The numbers that should make you uncomfortable
Vercel took a 10-person inbound SDR team down to 1.25 people. The AI agent that replaced them costs about $5,000 a year in infrastructure and tokens. That's a 32x ROI on the headcount swap alone.
Jeanne DeWitt Grosser, Vercel's COO (previously ran GTM at Google and Stripe for roughly a decade each), stood up a dedicated GTM engineering team in June 2025. By August, they had a lead qualification agent live. The initial prototype took a weekend. Full deployment: six weeks.
After implementation, SDR quotas went up 30%. Not because the remaining human worked harder. Because the agent handled the volume and the human focused on complex deals.
Why this isn't just a Vercel story
The macro data tells you this was coming. SDR conversations have dropped 55% since 2014. Generating a dollar of new ARR costs 70% more than it did in 2021. Only 50% of teams hit pipeline goals. And by 2023, 79% of buyers were initiating vendor engagements themselves rather than responding to outbound.
The "tooling replaces headcount" trend accelerated hard in 2022–2023. Growth-stage B2B SaaS companies saw RevOps headcount jump from 2 to 8 while sales headcount barely moved (30 to 32). The infrastructure people are replacing the dialing people. That shift is structural, not cyclical.

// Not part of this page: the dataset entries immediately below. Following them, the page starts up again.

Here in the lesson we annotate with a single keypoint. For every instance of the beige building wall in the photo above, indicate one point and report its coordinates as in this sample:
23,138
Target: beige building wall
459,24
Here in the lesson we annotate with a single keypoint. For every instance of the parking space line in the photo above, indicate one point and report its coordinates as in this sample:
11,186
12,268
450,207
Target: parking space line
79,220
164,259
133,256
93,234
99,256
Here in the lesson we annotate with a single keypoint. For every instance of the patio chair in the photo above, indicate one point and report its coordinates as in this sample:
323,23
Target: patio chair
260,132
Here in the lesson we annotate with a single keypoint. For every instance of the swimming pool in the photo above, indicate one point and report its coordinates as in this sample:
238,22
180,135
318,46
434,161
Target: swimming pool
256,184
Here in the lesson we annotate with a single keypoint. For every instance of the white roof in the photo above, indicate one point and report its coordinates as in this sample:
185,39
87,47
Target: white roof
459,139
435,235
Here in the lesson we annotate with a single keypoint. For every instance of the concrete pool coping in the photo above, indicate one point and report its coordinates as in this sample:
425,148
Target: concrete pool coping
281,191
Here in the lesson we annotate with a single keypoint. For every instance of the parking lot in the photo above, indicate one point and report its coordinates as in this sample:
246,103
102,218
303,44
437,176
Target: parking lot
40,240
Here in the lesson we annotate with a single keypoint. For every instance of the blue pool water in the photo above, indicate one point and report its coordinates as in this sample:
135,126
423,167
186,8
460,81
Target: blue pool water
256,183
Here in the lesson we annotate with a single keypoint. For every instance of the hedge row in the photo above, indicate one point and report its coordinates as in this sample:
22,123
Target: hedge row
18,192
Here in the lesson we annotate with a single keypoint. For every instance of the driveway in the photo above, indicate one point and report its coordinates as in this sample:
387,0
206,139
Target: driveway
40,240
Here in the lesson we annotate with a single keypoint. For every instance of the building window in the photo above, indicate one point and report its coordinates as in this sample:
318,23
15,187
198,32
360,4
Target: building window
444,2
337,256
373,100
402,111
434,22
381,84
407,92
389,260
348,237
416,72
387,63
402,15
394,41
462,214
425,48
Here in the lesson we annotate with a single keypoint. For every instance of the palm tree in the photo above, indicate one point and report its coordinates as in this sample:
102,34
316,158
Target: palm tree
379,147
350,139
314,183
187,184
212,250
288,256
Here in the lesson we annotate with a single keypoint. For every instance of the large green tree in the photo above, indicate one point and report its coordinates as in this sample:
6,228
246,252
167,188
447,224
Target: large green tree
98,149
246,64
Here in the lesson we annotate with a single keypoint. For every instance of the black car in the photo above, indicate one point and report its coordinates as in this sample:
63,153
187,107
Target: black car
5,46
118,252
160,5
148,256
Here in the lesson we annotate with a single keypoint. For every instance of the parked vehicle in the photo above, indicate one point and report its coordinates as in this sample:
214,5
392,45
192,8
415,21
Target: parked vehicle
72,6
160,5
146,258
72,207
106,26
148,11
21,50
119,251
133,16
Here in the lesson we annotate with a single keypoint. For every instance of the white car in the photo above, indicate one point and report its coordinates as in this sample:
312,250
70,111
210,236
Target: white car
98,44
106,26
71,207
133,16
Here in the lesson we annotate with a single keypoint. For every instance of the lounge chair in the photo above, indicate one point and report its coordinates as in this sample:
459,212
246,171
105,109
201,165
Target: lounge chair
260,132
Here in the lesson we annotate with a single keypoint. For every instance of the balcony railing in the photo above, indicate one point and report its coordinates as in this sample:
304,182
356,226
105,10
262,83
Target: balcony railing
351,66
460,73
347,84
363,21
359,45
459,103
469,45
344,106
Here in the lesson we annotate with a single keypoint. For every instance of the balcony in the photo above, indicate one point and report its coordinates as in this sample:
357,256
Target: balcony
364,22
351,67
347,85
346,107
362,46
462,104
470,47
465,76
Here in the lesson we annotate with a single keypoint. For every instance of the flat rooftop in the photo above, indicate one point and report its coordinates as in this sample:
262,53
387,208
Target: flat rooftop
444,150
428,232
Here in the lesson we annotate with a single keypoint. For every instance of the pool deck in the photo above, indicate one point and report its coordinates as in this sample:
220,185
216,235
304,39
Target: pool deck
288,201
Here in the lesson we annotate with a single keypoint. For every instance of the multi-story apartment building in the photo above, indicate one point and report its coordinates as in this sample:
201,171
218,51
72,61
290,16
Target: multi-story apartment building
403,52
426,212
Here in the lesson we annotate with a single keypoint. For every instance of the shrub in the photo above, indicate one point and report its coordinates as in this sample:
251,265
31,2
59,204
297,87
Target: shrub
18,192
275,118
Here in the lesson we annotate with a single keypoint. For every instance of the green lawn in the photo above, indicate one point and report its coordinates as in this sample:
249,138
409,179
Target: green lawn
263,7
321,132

But here's the trade-off nobody wants to say out loud: most companies can't replicate this. Some tech companies were still actively hiring SDRs through 2023 and into 2024. The prerequisite isn't buying an AI tool. The prerequisite is having your data, workflows, and documentation in a state where an agent can actually operate.

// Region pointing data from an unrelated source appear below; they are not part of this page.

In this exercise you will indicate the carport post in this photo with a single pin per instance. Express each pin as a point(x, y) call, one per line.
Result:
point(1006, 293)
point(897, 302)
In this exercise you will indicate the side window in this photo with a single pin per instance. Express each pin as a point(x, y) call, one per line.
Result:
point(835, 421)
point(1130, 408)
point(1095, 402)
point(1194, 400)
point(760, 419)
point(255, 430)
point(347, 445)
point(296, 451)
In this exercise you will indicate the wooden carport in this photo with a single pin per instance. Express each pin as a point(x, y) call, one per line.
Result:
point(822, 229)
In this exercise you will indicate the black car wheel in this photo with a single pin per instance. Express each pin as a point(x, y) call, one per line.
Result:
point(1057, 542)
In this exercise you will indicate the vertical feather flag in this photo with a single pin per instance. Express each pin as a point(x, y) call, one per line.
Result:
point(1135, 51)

How Vercel actually built it
Three roles per agent build: a GTM engineer, a data scientist, and a subject-matter expert. That composition matters because the failure mode for most AI agent projects is treating them like software installs rather than operational redesigns.

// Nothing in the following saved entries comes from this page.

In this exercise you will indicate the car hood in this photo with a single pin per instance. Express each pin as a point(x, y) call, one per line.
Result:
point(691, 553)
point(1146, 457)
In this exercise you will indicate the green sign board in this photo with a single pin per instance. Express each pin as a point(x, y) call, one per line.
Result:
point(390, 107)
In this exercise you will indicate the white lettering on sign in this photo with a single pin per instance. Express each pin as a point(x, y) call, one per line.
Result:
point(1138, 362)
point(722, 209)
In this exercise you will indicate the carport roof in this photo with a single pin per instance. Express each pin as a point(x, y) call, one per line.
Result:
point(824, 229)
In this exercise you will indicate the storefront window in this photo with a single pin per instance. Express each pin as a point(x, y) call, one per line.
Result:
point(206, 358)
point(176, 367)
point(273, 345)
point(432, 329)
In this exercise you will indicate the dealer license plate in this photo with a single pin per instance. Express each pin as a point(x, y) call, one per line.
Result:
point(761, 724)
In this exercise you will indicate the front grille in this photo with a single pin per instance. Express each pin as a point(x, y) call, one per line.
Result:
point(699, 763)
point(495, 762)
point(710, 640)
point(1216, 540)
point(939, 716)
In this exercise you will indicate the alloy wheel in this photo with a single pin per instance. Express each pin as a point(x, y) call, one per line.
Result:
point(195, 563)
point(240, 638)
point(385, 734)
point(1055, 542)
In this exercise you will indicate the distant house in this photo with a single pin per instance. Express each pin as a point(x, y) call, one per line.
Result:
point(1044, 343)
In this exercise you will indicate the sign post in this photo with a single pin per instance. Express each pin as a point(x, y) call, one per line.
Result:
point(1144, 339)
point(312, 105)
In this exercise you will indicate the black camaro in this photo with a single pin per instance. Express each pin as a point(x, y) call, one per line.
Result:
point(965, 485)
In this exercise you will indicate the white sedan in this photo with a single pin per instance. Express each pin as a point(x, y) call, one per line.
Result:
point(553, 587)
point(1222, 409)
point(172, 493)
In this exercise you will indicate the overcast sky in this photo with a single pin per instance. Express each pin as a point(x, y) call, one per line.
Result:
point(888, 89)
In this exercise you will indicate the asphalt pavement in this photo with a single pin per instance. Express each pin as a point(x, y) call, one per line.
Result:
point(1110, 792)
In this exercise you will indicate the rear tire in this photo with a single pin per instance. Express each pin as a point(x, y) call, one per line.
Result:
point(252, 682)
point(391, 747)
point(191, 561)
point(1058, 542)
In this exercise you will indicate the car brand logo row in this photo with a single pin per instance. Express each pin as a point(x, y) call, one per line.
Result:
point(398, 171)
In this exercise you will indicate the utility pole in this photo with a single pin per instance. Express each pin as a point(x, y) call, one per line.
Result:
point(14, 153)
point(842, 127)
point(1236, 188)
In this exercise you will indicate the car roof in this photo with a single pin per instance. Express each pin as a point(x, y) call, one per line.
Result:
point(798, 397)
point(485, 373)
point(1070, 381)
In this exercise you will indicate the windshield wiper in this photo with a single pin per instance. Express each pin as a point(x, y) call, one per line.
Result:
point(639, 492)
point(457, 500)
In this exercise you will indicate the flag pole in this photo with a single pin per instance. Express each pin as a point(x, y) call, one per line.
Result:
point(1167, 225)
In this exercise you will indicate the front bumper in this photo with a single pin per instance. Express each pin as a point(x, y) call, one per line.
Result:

Vercel's methodology follows a specific sequence. First, document the best practices a human SDR follows. Encode those into workflows. Then automate. The agent runs in shadow mode (outputs reviewed by a human) until it consistently outperforms the human baseline. Only then does it go live.
The architecture is headless and composable. Their Deal One agent plugs into Gong and Salesforce via APIs and webhooks. No UI dependency. Their data analyst agent, D0, answers internal queries in under a minute using a structured knowledge base. The whole thing is built on what Vercel calls Fluid compute, which they say cuts infrastructure costs by up to 85%.
They also automated 93% of customer support cases and 96% of major content updates last quarter. The lead agent wasn't an isolated experiment. It was part of a systematic approach to treating GTM like a product.
The five mistakes Vercel flagged (and the one that matters most)
DeWitt Grosser's team called out five common errors: assuming off-the-shelf solutions work out of the box, committing to costly architectures before testing at scale, confusing experimentation with production readiness, neglecting ongoing agent oversight, and building on weak data foundations.
The last one deserves the most attention. Stack consolidation is a prerequisite, not a nice-to-have. Without unified data and integrated workflows, adding AI agents increases fragmentation rather than reducing it. Experts tracking this space in 2023 emphasized the same point: if tools aren't intuitive and data isn't unified, adoption drops and the promised efficiency gains evaporate.
Over 30% of sales activities can be automated. That's the opportunity. But the gap between "can be" and "actually is" sits in your data layer.
What to measure before you try this
If you're a CMO or VP Marketing looking at this and wondering whether your org is ready, start with a diagnostic, not a vendor demo. Three questions worth answering first:
- Data readiness: Can you document the exact workflow your SDRs follow for lead qualification today, including decision criteria, handoff rules, and edge cases?
- Stack fragmentation: How many tools touch a lead between first signal and AE handoff? If it's more than four, consolidation comes before automation.
- Baseline cost: What does generating a qualified pipeline opportunity actually cost you in SDR comp, tooling, and management overhead? You need this number to calculate real ROI, not vendor-projected ROI.
The hypothesis (make it falsifiable): if you document and encode your top SDR's qualification workflow, then deploy an agent in shadow mode for 30 days, qualification accuracy should match or exceed human performance at less than 20% of the cost. If it doesn't, the bottleneck is data quality or workflow documentation, not the AI.
Vercel didn't start with the agent. They started with the documentation. DeWitt Grosser's team wrote down how their best reps worked before they automated anything. That's the part most teams skip, and it's the part that determines whether you end up with a $5,000 replacement or a $5,000 distraction.